Las Vegas comic book artists inspire and donate to kids

Comic book artist Free Isabelo of Las Vegas doesn’t just draw superheroes for a living. He draws kids out of their shells too — using the common language of comic books, beloved characters and creative inspirations of all kinds.

He’s just one of a cadre of illustrators who gather once a month at Village Square’s Third Thursday community event to sketch, share ideas and generally spread the joy of their craft.

“[Kids] need to know that there is somebody there who is willing to talk for an hour, even when it’s busy, because when you’re 17 and you have a dream, I don’t want to be the guy who says ‘go be a lawyer or go be a doctor, but don’t do this,’ ” Isabelo says.

“In reality, this is your dream, and I want you to be successful.”

The artwork Isabelo and his friends create at Third Thursday is given to kids and families without charge, and donations go to Critical Care Comics, a Las Vegas nonprofit that delivers comic books to hospitalized children. The artists also display work for sale.

Isabelo says he hopes that the the few hours he spends each month at the event will make a difference in someone’s life.

Isabelo’s passion for giving back is fueled by challenges he faced in his own life. Now 42, the Hawaiian native was once homeless before moving to Las Vegas in 2010.

“In Hawaii, I did some things that I shouldn’t have, and one of them was being a graffiti artist,” Isabelo says. “When I decided to move here, I didn’t want to go to jail for that but I still wanted to be artistic.”

He learned how to draw comics and began to work professionally, drawing for various independent comic companies including Onward! Comics, Self Employed Comics and The Squeeg Comics. He started his own publishing company, Live Free, Die Free, in 2014 to publish his titles, “The Contraptor” and “Steam Queens” as well as some independent works of other comic artists in the city.

“Free is kind of the ringmaster of the artist group,” said Chandler Rice, owner of Village Square’s Celestial Comics store. “He’s been working with these guys for several years, and they all work together.”

Though Isabelo specializes in steampunk type characters, he can draw many different styles, including a number of classic Marvel and D.C. Comics superheros frequently requested at Third Thursday and other charity events.

Isabelo and the other artists began setting up an empty retail space next to Celestial Comics in January, when the Third Thursday program began. Volunteers with Critical Care Comics, the beneficiary of the donations, also attend the event — usually dressed as Batman, Spiderman, Supergirl, Starfire and the like. For them, the disguises are nothing new: When they visit children in local hospitals to give out comic books, they are in full garb.

“Those books saved my life,” says Critical Care founder Jason Golden, recalling his hospitalization with leukemia when he was 15. “They created an escape for me.
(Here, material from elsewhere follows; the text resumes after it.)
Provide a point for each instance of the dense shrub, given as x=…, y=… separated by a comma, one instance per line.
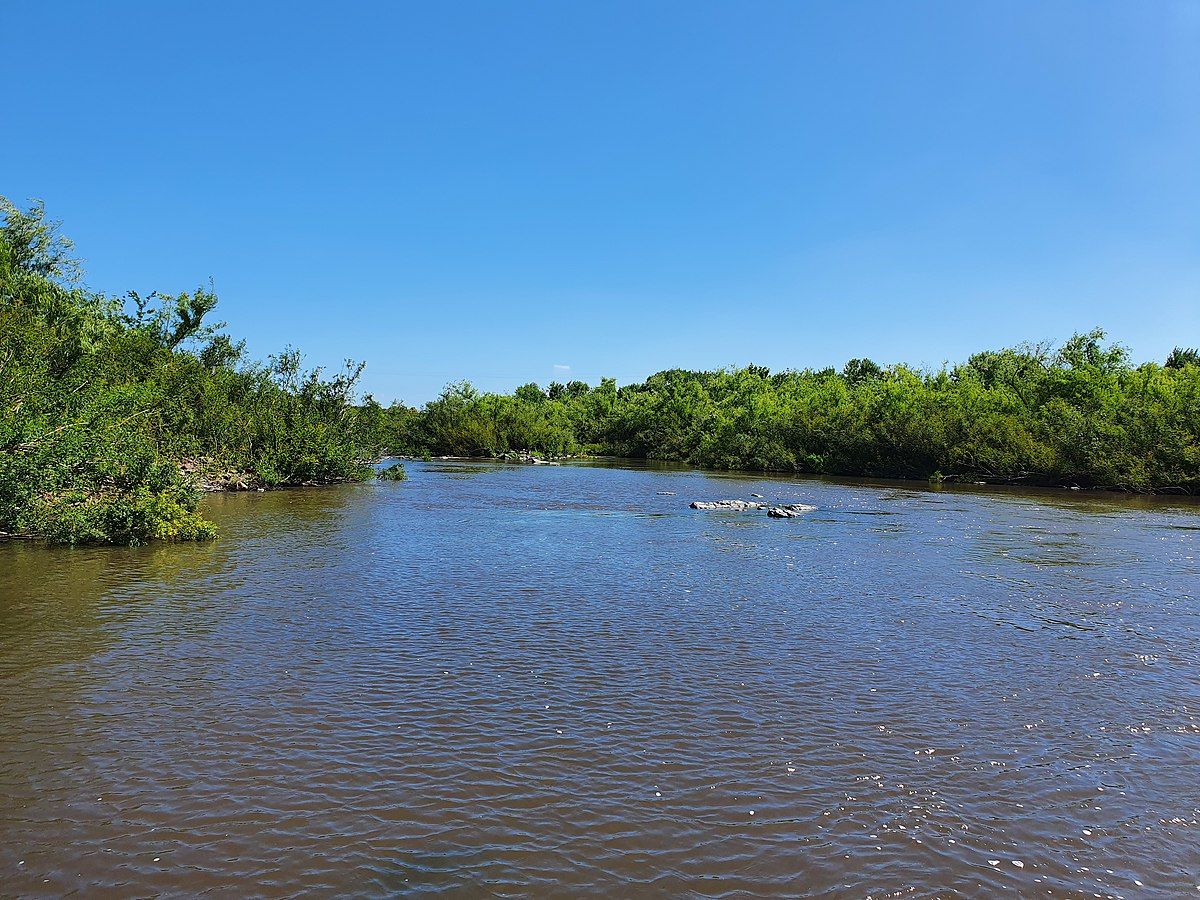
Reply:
x=105, y=403
x=1080, y=414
They got me out of the situation and I wasn’t stuck in a hospital room — I was reading Spider-Man and I was fighting.”

Golden, a press operator at a print shop, started the nonprofit in his free time six years ago and says it’s given away more than 30,000 comic books with the help of donations from events such as Third Thursday and Las Vegas Comic Con.

“We’ve done (Third Thursday) for three months so far and every month there has been double the amount of people coming to the event because we’re giving value to these families,” Isabelo says.
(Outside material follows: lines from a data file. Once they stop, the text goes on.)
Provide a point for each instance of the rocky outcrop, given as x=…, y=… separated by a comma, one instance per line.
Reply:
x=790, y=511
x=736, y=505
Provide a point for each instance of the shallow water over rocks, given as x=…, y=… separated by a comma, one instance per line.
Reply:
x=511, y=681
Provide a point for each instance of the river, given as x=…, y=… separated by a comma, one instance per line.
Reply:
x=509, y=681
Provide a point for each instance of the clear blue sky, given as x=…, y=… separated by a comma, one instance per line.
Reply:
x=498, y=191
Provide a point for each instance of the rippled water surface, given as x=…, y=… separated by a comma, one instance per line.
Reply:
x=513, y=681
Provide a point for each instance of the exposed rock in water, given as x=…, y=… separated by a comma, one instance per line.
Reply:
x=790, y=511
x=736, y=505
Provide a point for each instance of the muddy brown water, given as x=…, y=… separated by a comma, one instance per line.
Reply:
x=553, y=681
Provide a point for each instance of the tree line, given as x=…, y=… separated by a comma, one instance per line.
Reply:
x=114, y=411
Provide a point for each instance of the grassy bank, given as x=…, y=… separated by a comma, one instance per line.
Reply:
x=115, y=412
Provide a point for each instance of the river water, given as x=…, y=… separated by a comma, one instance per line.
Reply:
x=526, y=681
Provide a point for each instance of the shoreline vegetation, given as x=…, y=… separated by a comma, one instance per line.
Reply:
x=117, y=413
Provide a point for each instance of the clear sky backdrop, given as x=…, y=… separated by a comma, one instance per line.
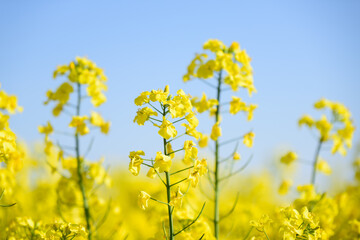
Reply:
x=301, y=51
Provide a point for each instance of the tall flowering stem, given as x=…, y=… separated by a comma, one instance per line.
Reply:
x=11, y=155
x=168, y=189
x=173, y=109
x=217, y=162
x=315, y=163
x=230, y=66
x=338, y=129
x=79, y=73
x=80, y=168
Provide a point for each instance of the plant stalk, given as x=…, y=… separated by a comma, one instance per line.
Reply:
x=80, y=169
x=313, y=176
x=168, y=192
x=217, y=163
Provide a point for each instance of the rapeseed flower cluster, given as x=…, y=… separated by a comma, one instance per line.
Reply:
x=58, y=193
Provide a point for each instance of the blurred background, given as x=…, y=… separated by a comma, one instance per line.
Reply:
x=301, y=51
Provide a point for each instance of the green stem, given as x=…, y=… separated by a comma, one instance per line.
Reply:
x=181, y=170
x=313, y=176
x=266, y=235
x=168, y=192
x=217, y=162
x=80, y=169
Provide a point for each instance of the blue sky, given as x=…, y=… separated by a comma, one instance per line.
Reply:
x=301, y=51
Third Thursday community events also include car shows, food and craft vendors, beer tastings, bounce houses and balloon artists. In addition to Critical Care Comics, the event also benefits the Leukemia & Lymphoma Society and Toys 4 Smiles.

Quincy Victoria, another Las Vegas comic artist and friend of Isabelo, says the charity events are inspiring.

“It feels amazing,” he says. “Like somehow I’m inspiring these kids to pursue an art career.”